Some already compromised Barracuda Networks ESG email gateways remain vulnerable to continued exposure despite users being warned to replace the appliances, say researchers at Mandiant.
In a report released this morning, the company says a limited number of previously impacted victims remain at risk due to a campaign of attacks by a China-aligned espionage group it calls UNC4841 exploiting a remote command injection vulnerability (CVE-2023-2868).
Compromised gateways that had malware and a backdoor to maintain persistence are in so much trouble that Barracuda, the U.S. Cybersecurity and Infrastructure Security, and the FBI have been urging network administrators to get rid of the devices rather than patch them.
The gang’s global espionage campaign began eight months ago, says the report. The U.S. and Canada were the biggest targets, followed by China, Germany, the Netherlands, Poland, Japan, and Vietnam.
Almost a third of the identified affected organizations are government agencies. The second highest sector are firms in the high-tech and IT industries.
North American affected organizations included state, provincial, county, tribal, city, and town offices, including law enforcement offices, judiciaries, and social service offices, and several incorporated towns.
But also hit were firms in the semiconductor, public health, aerospace, artificial intelligence/autonomous vehicle, and rare earth metal production sectors.

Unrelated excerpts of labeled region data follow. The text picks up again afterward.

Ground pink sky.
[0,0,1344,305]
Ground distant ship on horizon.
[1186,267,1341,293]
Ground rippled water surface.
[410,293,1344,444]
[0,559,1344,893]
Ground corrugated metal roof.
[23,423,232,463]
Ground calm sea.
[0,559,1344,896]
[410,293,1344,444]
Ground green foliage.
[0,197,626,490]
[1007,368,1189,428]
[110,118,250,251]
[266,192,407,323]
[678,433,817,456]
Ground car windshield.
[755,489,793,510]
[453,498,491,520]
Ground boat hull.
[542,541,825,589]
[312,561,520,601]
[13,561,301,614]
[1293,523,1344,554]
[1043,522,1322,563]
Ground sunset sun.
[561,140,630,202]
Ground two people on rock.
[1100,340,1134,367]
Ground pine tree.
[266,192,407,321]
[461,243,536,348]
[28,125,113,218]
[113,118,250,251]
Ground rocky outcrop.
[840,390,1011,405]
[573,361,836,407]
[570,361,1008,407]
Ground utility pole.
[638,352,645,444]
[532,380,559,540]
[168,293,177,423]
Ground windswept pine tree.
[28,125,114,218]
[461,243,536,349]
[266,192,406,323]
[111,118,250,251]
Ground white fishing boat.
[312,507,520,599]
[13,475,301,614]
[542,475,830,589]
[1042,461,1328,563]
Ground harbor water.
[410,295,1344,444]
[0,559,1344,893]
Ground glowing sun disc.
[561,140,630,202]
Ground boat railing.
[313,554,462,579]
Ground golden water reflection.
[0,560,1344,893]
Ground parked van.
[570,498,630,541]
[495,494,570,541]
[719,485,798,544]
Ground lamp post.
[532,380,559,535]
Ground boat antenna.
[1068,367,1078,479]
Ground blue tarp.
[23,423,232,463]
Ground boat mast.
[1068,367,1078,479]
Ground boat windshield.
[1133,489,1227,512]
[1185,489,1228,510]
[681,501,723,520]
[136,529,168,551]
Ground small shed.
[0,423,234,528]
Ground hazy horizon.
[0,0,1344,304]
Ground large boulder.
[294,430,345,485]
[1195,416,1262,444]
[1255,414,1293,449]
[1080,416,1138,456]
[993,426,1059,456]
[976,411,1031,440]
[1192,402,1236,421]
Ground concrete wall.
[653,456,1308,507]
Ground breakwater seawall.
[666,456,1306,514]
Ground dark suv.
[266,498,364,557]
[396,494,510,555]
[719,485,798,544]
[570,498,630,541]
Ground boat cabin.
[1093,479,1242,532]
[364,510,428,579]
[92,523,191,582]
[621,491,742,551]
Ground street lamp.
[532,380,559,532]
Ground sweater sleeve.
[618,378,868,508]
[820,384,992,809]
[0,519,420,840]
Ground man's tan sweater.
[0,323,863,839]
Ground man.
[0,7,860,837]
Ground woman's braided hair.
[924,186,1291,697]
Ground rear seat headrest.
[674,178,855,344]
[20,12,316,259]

A sign of how determined this threat actor is: after Barracuda’s May 23 announcement of the vulnerability, it deployed new malware. Mandiant calls these malware families Skipjack (a passive backdoor for listening to communications), DepthCharge (a backdoor called Submarine by the U.S. Cybersecurity and Infrastructure Security Agency), Foxglove (a malware launcher), Foxtrot (the accompanying payload that, among other things, can capture keystrokes) and a version two of SeaSpy (a passive backdoor). The goal was to maintain presence at a small subset of high-priority targets that it compromised either before the patch was released, or shortly following Barracuda’s remediation guidance.
However, the report says, since Barracuda released a patch to ESG appliances on May 20, Mandiant and Barracuda have not identified evidence of successful exploitation of CVE-2023-2868 resulting in any newly compromised physical or virtual ESG appliances.
Only five per cent of all installed ESG were compromised. No other Barracuda products, including Barracuda’s SaaS email solutions, were impacted by this vulnerability.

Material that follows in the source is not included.